More good P.R. for Christie

A complete set of the Babylonian TalmudImage via Wikipedia
Like the Talmud, The Record's coverage of Englewood has hidden meaning.

The Record continues to use its front page to promote Governor Christie's conservative agenda, without characterizing his policies for what they are: an unprecedented attack on the middle and working classes in New Jersey.

Editor Francis Scandale leads Page 1 of the Woodland Park daily with the Christie administration's proposal to revise teacher-tenure rules.

We love you, Big Guy

Below the fold on A-1, Washington Correspondent Herb Jackson continues his unabashed love affair with Christie.

He reports the governor "mixed trademark bravado and self-professed humility in a speech to a conservative think tank ... that further burnished his rising star-status in national politics," but denied he has any interest in running for president. 

On the continuation page, the reporter says, "The speech, full of self-deprecating jokes, played among the crowd of conservatives, many of them young people, and journalists, including some top Washington columnists."
 
You can't buy better public relations. I wonder if Jackson is pulling out all the verbal stops for Christie because he hopes to become part of any national campaign the Republican might launch in the future.

Christie says he isn't afraid politically to call for cuts in entitlement programs -- Social Security, Medicare and Medicaid -- a stance that reveals growing ageism in society.

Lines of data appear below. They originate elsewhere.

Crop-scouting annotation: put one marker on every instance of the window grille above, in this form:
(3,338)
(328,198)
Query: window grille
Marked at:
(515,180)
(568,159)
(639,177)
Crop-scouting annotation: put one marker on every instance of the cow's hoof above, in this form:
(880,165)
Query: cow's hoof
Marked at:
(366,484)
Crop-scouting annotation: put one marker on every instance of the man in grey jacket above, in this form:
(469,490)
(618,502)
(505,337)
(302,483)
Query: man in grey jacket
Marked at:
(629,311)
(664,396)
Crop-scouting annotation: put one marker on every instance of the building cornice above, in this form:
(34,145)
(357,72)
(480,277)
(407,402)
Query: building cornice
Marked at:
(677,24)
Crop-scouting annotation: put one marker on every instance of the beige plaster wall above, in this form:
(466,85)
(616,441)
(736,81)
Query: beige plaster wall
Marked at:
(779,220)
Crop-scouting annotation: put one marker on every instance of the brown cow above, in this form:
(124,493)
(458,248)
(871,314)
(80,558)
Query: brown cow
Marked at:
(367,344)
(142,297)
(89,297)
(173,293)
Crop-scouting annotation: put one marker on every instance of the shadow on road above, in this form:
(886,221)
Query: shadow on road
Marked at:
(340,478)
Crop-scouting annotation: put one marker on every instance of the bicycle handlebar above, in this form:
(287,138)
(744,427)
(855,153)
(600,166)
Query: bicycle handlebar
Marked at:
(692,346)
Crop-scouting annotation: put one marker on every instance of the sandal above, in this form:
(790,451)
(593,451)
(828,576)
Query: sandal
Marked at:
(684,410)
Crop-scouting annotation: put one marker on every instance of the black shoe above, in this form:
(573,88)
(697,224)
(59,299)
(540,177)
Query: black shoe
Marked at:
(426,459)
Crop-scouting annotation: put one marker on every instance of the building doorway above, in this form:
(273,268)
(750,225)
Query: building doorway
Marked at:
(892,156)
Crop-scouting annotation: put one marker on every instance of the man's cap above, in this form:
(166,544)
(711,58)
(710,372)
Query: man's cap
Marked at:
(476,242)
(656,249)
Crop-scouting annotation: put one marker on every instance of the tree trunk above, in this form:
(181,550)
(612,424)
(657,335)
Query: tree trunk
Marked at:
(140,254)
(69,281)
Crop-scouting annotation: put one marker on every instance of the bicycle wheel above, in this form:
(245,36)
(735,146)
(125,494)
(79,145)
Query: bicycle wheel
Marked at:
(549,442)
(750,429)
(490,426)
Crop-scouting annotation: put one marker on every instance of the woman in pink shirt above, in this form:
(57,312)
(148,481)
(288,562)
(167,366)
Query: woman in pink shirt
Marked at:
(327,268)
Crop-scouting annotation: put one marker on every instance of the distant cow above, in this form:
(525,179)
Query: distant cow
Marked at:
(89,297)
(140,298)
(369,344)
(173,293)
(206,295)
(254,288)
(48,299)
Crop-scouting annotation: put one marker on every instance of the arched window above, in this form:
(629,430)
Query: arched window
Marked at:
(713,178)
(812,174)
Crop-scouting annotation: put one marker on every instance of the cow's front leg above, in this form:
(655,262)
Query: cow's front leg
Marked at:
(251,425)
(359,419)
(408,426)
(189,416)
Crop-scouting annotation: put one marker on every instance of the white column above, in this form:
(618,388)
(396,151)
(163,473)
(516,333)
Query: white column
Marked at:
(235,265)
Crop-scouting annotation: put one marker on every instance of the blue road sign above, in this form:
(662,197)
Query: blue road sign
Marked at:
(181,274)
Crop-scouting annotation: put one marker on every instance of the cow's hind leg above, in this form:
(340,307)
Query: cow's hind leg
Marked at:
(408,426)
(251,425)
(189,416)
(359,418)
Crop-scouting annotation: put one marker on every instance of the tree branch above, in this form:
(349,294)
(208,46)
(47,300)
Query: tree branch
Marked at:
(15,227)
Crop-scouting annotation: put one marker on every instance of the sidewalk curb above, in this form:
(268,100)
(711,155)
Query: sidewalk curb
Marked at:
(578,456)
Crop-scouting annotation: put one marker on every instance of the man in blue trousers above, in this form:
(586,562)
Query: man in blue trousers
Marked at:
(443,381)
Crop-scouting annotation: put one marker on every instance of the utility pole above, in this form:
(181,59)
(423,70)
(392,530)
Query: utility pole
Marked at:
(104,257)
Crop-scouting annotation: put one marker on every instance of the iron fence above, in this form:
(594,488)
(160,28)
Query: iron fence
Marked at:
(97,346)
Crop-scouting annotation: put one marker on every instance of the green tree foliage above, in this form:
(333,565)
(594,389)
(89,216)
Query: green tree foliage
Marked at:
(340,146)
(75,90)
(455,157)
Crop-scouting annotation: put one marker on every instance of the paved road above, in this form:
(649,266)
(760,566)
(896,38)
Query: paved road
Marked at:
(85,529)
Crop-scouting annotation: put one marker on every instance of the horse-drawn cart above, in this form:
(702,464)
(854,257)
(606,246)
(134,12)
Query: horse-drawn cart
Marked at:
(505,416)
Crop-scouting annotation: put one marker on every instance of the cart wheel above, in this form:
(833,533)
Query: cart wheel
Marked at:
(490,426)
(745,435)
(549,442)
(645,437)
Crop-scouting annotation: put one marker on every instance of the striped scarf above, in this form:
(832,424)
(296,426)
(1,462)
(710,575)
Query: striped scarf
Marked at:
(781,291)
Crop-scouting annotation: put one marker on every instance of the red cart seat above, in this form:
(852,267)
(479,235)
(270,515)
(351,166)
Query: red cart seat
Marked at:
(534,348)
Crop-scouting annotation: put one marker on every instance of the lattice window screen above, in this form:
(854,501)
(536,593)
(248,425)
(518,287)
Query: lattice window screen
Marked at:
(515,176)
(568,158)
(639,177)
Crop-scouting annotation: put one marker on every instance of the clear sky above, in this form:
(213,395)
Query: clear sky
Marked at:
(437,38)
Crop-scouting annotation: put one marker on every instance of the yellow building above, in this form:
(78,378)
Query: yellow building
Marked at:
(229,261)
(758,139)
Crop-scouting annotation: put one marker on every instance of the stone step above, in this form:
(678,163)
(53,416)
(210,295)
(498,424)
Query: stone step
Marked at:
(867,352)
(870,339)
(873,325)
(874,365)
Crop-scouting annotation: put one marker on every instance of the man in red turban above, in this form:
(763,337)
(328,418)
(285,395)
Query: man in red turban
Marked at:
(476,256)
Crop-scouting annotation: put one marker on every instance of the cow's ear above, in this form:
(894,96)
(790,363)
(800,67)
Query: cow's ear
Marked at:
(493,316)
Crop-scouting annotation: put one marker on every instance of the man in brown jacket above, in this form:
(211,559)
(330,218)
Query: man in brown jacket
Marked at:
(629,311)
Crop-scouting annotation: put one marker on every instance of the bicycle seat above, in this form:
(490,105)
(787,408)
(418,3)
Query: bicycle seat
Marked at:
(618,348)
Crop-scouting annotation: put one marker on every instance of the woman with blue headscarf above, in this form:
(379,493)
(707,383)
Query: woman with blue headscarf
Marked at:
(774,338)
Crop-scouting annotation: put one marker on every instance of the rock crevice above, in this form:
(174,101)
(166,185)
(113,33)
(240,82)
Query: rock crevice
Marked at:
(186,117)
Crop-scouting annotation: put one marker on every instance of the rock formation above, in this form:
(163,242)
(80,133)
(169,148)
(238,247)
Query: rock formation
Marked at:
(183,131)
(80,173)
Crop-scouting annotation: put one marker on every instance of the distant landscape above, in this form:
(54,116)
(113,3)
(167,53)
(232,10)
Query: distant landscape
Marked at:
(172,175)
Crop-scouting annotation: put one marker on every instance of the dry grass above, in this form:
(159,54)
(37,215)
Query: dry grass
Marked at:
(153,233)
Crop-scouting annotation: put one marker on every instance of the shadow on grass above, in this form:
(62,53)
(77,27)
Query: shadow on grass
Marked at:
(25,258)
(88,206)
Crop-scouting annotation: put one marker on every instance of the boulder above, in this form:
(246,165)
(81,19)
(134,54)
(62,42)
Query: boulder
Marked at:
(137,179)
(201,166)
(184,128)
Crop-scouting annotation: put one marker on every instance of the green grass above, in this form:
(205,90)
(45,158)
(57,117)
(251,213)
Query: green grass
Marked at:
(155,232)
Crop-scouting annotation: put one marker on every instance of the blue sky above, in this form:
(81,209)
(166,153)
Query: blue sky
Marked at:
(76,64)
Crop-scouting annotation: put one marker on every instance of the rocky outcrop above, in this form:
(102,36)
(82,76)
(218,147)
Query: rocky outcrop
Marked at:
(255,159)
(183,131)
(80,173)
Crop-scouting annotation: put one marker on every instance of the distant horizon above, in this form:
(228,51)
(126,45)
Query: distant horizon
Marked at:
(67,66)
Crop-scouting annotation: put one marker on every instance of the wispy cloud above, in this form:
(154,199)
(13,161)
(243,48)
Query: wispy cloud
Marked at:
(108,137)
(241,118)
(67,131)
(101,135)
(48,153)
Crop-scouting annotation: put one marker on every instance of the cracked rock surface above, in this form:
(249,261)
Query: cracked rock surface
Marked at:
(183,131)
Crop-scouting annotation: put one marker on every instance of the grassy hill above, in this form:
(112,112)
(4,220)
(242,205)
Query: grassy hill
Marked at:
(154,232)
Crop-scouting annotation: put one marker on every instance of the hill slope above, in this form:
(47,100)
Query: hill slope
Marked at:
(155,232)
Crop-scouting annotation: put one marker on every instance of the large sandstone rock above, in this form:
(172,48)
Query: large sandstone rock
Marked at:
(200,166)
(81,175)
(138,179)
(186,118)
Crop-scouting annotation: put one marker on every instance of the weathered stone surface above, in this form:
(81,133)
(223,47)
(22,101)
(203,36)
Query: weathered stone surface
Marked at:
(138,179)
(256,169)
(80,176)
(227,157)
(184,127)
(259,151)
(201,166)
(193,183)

It's a trend familiar to Publisher Stephen A. Borg, Scandale and other editors, who laid off mostly older workers in 2007-08.

Christie wants to cut New Jersey's Medicaid program. He's already cut property tax rebates, school lunches for low-income children and health care for low-income women, among other programs.

Stories such as this divert attention from Christie's refusal to generate more tax revenue from millionaires, including his wealthy supporters, or raise the low gasoline tax on their gas-guzzling limos and SUVs to repair roads and bridges and improve mass transit.

Narrow focus

Letters to the editor today scold The Record for its narrow focus on Orthodox Jews in stories about young athletes who can't compete on the Sabbath (A-12). Protestants and Catholics have similar conflicts, readers say.  

Divided city

In head Assignment Editor Deirdre Sykes' Local section, you see a similar bias in coverage by Englewood reporter Giovanna Fabiano, who breaks a long silence today with two municipal stories from her beat -- the first since Jan. 22. 

Fabiano has written  about the efforts of Orthodox Jewish residents to cut taxes, but not about the positions of other groups.

Today, she reports the City Council voted to name a park after an Orthodox Jewish doctor who lived in Englewood, but worked in New York City (L-3). He was killed by a hit-run driver as he returned home from a prayer service.  

At the same meeting, the longtime pastor of a black church who extended his ministry to the city's "poorest neighborhoods, as well as hospitals and prisons" before his death at 81 late last month, was honored in "a special resolution Tuesday night."

I guess city officials ran out of parks to rename.

Fabiano has a second story on budget deliberations in Englewood (L-3), but I have seen nothing similar from Hackensack reporter Monsy Alvarado, who also seems intent on ignoring the current re-assessment of homes throughout the city as real estate values fall.